2.2 INSTITUIÇÃO DE ADICIONAIS DE INSALUBRIDADE E PERICULOSIDADE E SEUS REFLEXOS
A instituição de adicionais de insalubridade[3] de 10% (dez por cento), 20% (vinte por cento) ou 40% (quarenta por cento) sobre o salário mínimo, conforme o grau de insalubridade seja considerado, respectivamente, mínimo, médio ou máximo, constituiu-se numa das primeiras medidas adotadas em benefício dos trabalhadores que exerciam suas funções expostos a agentes nocivos ou em ambientes insalubres
A Consolidação das Leis do Trabalho – CLT[4], instituída pouco tempo depois, em 1º de maio de 1943, recepcionou o adicional de insalubridade antes mencionado e instituiu o adicional de periculosidade, que consiste num adicional equivalente a 30% (trinta por cento) do salário do trabalhador.

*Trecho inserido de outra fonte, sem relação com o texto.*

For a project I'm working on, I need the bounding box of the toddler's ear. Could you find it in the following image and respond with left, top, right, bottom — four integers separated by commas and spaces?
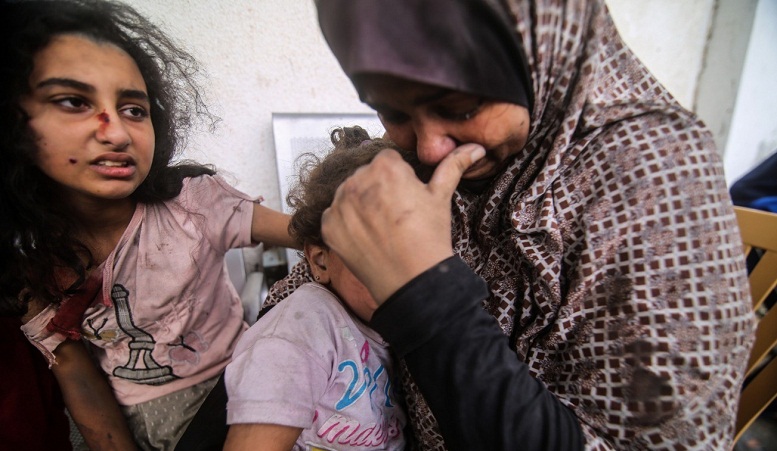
304, 244, 329, 284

Ainda assim, não há como deixar de reconhecer que o Governo, ao criar os adicionais de insalubridade, institucionalizou a comercialização da saúde do trabalhador, pois deixou claro que não é permitido expor o trabalhador a agentes nocivos à sua saúde ou integridade física, mas pode fazê-lo desde que o compense financeiramente.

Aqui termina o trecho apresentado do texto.